Package google.cloud.aiplatform.v1beta1.schema.modelevaluation.metrics

Index

BoundingBoxMetrics (message)
BoundingBoxMetrics.ConfidenceMetrics (message)
ClassificationEvaluationMetrics (message)
ClassificationEvaluationMetrics.ConfidenceMetrics (message)
ConfusionMatrix (message)
ConfusionMatrix.AnnotationSpecRef (message)
ForecastingEvaluationMetrics (message)
ForecastingEvaluationMetrics.QuantileMetricsEntry (message)
GeneralTextGenerationEvaluationMetrics (message)
ImageObjectDetectionEvaluationMetrics (message)
ImageSegmentationEvaluationMetrics (message)
ImageSegmentationEvaluationMetrics.ConfidenceMetricsEntry (message)
PairwiseTextGenerationEvaluationMetrics (message)
QuestionAnsweringEvaluationMetrics (message)
RegressionEvaluationMetrics (message)
SummarizationEvaluationMetrics (message)
TextExtractionEvaluationMetrics (message)
TextExtractionEvaluationMetrics.ConfidenceMetrics (message)
TextSentimentEvaluationMetrics (message)
TrackMetrics (message)
TrackMetrics.ConfidenceMetrics (message)
VideoActionMetrics (message)
VideoActionMetrics.ConfidenceMetrics (message)
VideoActionRecognitionMetrics (message)
VideoObjectTrackingMetrics (message)

BoundingBoxMetrics

Bounding box matching model metrics for a single intersection-over-union threshold and multiple label match confidence thresholds.

Fields

Fields
`confidence_metrics[]`	`ConfidenceMetrics` Metrics for each label-match confidence_threshold from 0.05,0.10,...,0.95,0.96,0.97,0.98,0.99. Precision-recall curve is derived from them.
`iou_threshold`	`float` The intersection-over-union threshold value used to compute this metrics entry.
`mean_average_precision`	`float` The mean average precision, most often close to `auPrc`.

confidence_metrics[]

ConfidenceMetrics

Metrics for each label-match confidence_threshold from 0.05,0.10,...,0.95,0.96,0.97,0.98,0.99. Precision-recall curve is derived from them.

iou_threshold

float

The intersection-over-union threshold value used to compute this metrics entry.

mean_average_precision

float

The mean average precision, most often close to auPrc.

ConfidenceMetrics

Metrics for a single confidence threshold.

Fields
`confidence_threshold`	`float` The confidence threshold value used to compute the metrics.
`recall`	`float` Recall under the given confidence threshold.
`precision`	`float` Precision under the given confidence threshold.
`f1_score`	`float` The harmonic mean of recall and precision.

ClassificationEvaluationMetrics

Metrics for classification evaluation results.

Fields
`confidence_metrics[]`	`ConfidenceMetrics` Metrics for each `confidenceThreshold` in 0.00,0.05,0.10,...,0.95,0.96,0.97,0.98,0.99 and `positionThreshold` = INT32_MAX_VALUE. ROC and precision-recall curves, and other aggregated metrics are derived from them.
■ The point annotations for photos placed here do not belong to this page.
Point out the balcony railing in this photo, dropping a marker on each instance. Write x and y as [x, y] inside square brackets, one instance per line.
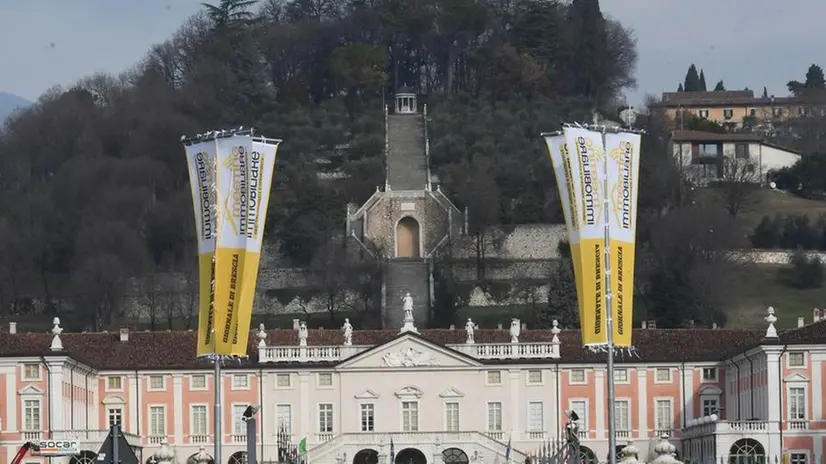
[306, 354]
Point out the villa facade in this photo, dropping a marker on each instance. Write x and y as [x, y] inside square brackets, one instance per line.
[436, 395]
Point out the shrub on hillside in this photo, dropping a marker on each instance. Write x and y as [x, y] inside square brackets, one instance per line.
[806, 271]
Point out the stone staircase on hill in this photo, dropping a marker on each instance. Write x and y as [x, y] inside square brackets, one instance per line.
[406, 158]
[405, 275]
The confidence metrics entries may also be supplied for additional values of `positionThreshold`, but from these no aggregated metrics are computed.
`confusion_matrix`	`ConfusionMatrix` Confusion matrix of the evaluation.
`au_prc`	`float` The Area Under Precision-Recall Curve metric. Micro-averaged for the overall evaluation.
`au_roc`	`float` The Area Under Receiver Operating Characteristic curve metric. Micro-averaged for the overall evaluation.
`log_loss`	`float` The Log Loss metric.

ConfidenceMetrics

Fields
`confusion_matrix`	`ConfusionMatrix` Confusion matrix of the evaluation for this confidence_threshold.
`confidence_threshold`	`float` Metrics are computed with an assumption that the Model never returns predictions with score lower than this value.
`max_predictions`	`int32` Metrics are computed with an assumption that the Model always returns at most this many predictions (ordered by their score, descendingly), but they all still need to meet the `confidenceThreshold`.
`recall`	`float` Recall (True Positive Rate) for the given confidence threshold.
`precision`	`float` Precision for the given confidence threshold.
`false_positive_rate`	`float` False Positive Rate for the given confidence threshold.
`f1_score`	`float` The harmonic mean of recall and precision. For summary metrics, it computes the micro-averaged F1 score.
`f1_score_micro`	`float` Micro-averaged F1 Score.
`f1_score_macro`	`float` Macro-averaged F1 Score.
`recall_at1`	`float` The Recall (True Positive Rate) when only considering the label that has the highest prediction score and not below the confidence threshold for each DataItem.
`precision_at1`	`float` The precision when only considering the label that has the highest prediction score and not below the confidence threshold for each DataItem.
`false_positive_rate_at1`	`float` The False Positive Rate when only considering the label that has the highest prediction score and not below the confidence threshold for each DataItem.
`f1_score_at1`	`float` The harmonic mean of recallAt1 and precisionAt1.
`true_positive_count`	`int64` The number of Model created labels that match a ground truth label.
`false_positive_count`	`int64` The number of Model created labels that do not match a ground truth label.
`false_negative_count`	`int64` The number of ground truth labels that are not matched by a Model created label.
`true_negative_count`	`int64` The number of labels that were not created by the Model, but if they would, they would not match a ground truth label.

ConfusionMatrix

Fields

Fields
`annotation_specs[]`	`AnnotationSpecRef` AnnotationSpecs used in the confusion matrix. For AutoML Text Extraction, a special negative AnnotationSpec with empty `id` and `displayName` of "NULL" will be added as the last element.
`rows[]`	`ListValue` Rows in the confusion matrix. The number of rows is equal to the size of `annotationSpecs`. `rows[i][j]` is the number of DataItems that have ground truth of the `annotationSpecs[i]` and are predicted as `annotationSpecs[j]` by the Model being evaluated. For Text Extraction, when `annotationSpecs[i]` is the last element in `annotationSpecs`, i.e. the special negative AnnotationSpec, `rows[i][j]` is the number of predicted entities of `annoatationSpec[j]` that are not labeled as any of the ground truth AnnotationSpec. When annotationSpecs[j] is the special negative AnnotationSpec, `rows[i][j]` is the number of entities have ground truth of `annotationSpec[i]` that are not predicted as an entity by the Model. The value of the last cell, i.e. `row[i][j]` where i == j and `annotationSpec[i]` is the special negative AnnotationSpec, is always 0.

annotation_specs[]

AnnotationSpecRef

AnnotationSpecs used in the confusion matrix.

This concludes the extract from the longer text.